Magi Karpenter

Motivation Link to heading

First, if you played the first generation of Pokemon, you know who and what Magikarp is. Magikarp is a water-type Pokemon that only knows one move until it evolves. Real Pokemon trainers see the struggle of leveling up Magikarp, but the reward is worth it once it transforms. You end up with a lovely Gyarados. A comparison of the two is below.

This post is not to nerd out about Pokemon but to talk about a cluster autoscaling tool called karpenter. Cluster autoscaling is a method where you have a set of processes to monitor your existing and requested workloads and scale up and down to meet your demands and adhere to your budget limits. Cluster autoscaling, in general, is similar to how it is to train a Magikarp, where you struggle to tune and set it up in the beginning, but the benefits of getting your Gyarados are worth it in the end. Karpenter comes equipped as a Gyarado, ready to rumble and tumble to help you become the best Pokemon trainer and prepared to catch them all.

Here is pokemon theme song for the memorires for all my pokemon fans out there.

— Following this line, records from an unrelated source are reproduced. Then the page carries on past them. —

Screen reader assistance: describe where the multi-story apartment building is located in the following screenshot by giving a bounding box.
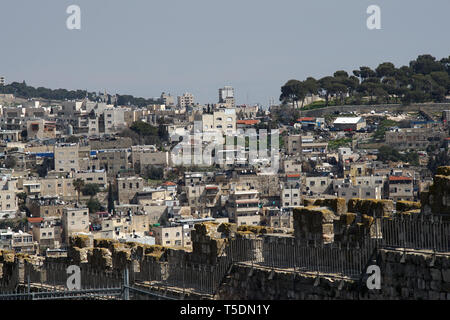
[386,128,447,150]
[27,197,67,219]
[92,149,131,178]
[131,146,172,172]
[0,229,37,254]
[104,107,128,134]
[202,109,236,134]
[152,226,191,248]
[54,143,80,172]
[286,135,328,155]
[0,178,19,219]
[61,208,89,244]
[219,86,236,108]
[304,176,331,196]
[28,217,62,252]
[117,177,144,204]
[227,190,261,225]
[177,92,194,109]
[74,170,108,189]
[26,119,56,140]
[388,176,414,201]
[280,183,302,207]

Let me show you a quick example on how easy to get started

Prequisties Link to heading

• AWS account
• AWS Network configuration setup like vpc, subnets, security groups, NACLS, interfaces, etc..
• EKS cluster to deploy Karpenter
• Terraform
• Helm
• Kubectl

If you are familar with terraform I do have terraform modules that are not public that you can use as referce to create some of the prequisties

• AWS network configuration Create a simple VPC with public, private and infra subnets
• EKS Creates a two node eks managed node group cluster

Steps Link to heading

1. Login into your EKS cluster aws eks --region <<EKS_CLUSTER_REGION>> update-kubeconfig --name <<CLUSTER_NAME>>

2. Install karpenter with helm https://karpenter.sh/docs/getting-started/getting-started-with-karpenter/#4-install-karpenter

3. Create a karpenter node pool and ec2nodeclass. Ensure you update role to point to the Node IAM role that your kubernetesn nodes are using. Update tags to ensure contain your eks cluster name

   role: "" # replace with your cluster name
   subnetSelectorTerms:
       - tags:
           karpenter.sh/discovery: "${CLUSTER_NAME}" # replace with your cluster name
   

   apiVersion: karpenter.sh/v1beta1
   kind: NodePool
   metadata:
   name: default
   spec:
   template:
       spec:
       requirements:
           - key: kubernetes.io/arch
           operator: In
           values: ["amd64"]
           - key: kubernetes.io/os
           operator: In
           values: ["linux"]
           - key: karpenter.sh/capacity-type
           operator: In
           values: ["spot"]
           - key: karpenter.k8s.aws/instance-category
           operator: In
           values: ["c", "m", "r"]
           - key: karpenter.k8s.aws/instance-generation
           operator: Gt
           values: ["2"]
       nodeClassRef:
           name: default
   limits:
       cpu: 1000
   disruption:
       consolidationPolicy: WhenUnderutilized
       expireAfter: 720h # 30 * 24h = 720h
   ---
   apiVersion: karpenter.k8s.aws/v1beta1
   kind: EC2NodeClass
   metadata:
   name: default
   spec:
   amiFamily: AL2 # Amazon Linux 2
   role: "KarpenterNodeRole-${CLUSTER_NAME}" # replace with your cluster name
   subnetSelectorTerms:
       - tags:
           karpenter.sh/discovery: "${CLUSTER_NAME}" # replace with your cluster name
   securityGroupSelectorTerms:
       - tags:
           karpenter.sh/discovery: "${CLUSTER_NAME}" # replace with your cluster name
   

4. Create a sample deployment to test out karpenter

   apiVersion: apps/v1
   kind: Deployment
   metadata:
   name: inflate
   spec:
   replicas: 0
   selector:
       matchLabels:
       app: inflate
   template:
       metadata:
       labels:
           app: inflate
       spec:
       terminationGracePeriodSeconds: 0
       containers:
           - name: inflate
           image: public.ecr.aws/eks-distro/kubernetes/pause:3.7
           resources:
               requests:
               cpu: 1
   

5. Scale deployment and watch karpenter logs kubectl scale deployment inflate --replicas 5 && kubectl logs -f -n "${KARPENTER_NAMESPACE}" -l app.kubernetes.io/name=karpenter -c controller

6. Watch new nodes compute as well kubectl get nodes -w

7. Once you have verified, you can scale down kubectl delete deployment inflate && kubectl logs -f -n "${KARPENTER_NAMESPACE}" -l app.kubernetes.io/name=karpenter -c controller

8. Once nodes have scale down, you can delete your cluster. If you created with terraform, terraform destory is all you needed.

Learnings Link to heading

Karpenter is a powerful tool to know if you are in the AWS ecosystem. I see the potential of having lean clusters without sacrificing scaling. Karpenter can request and provision nodes on the fly. I will use it for personal projects where I pay a fixed price for a small size cluster and deploy applications on spot instances. This cluster will help get additional hands-on experience with Kubernetes and experiment with new EKS features.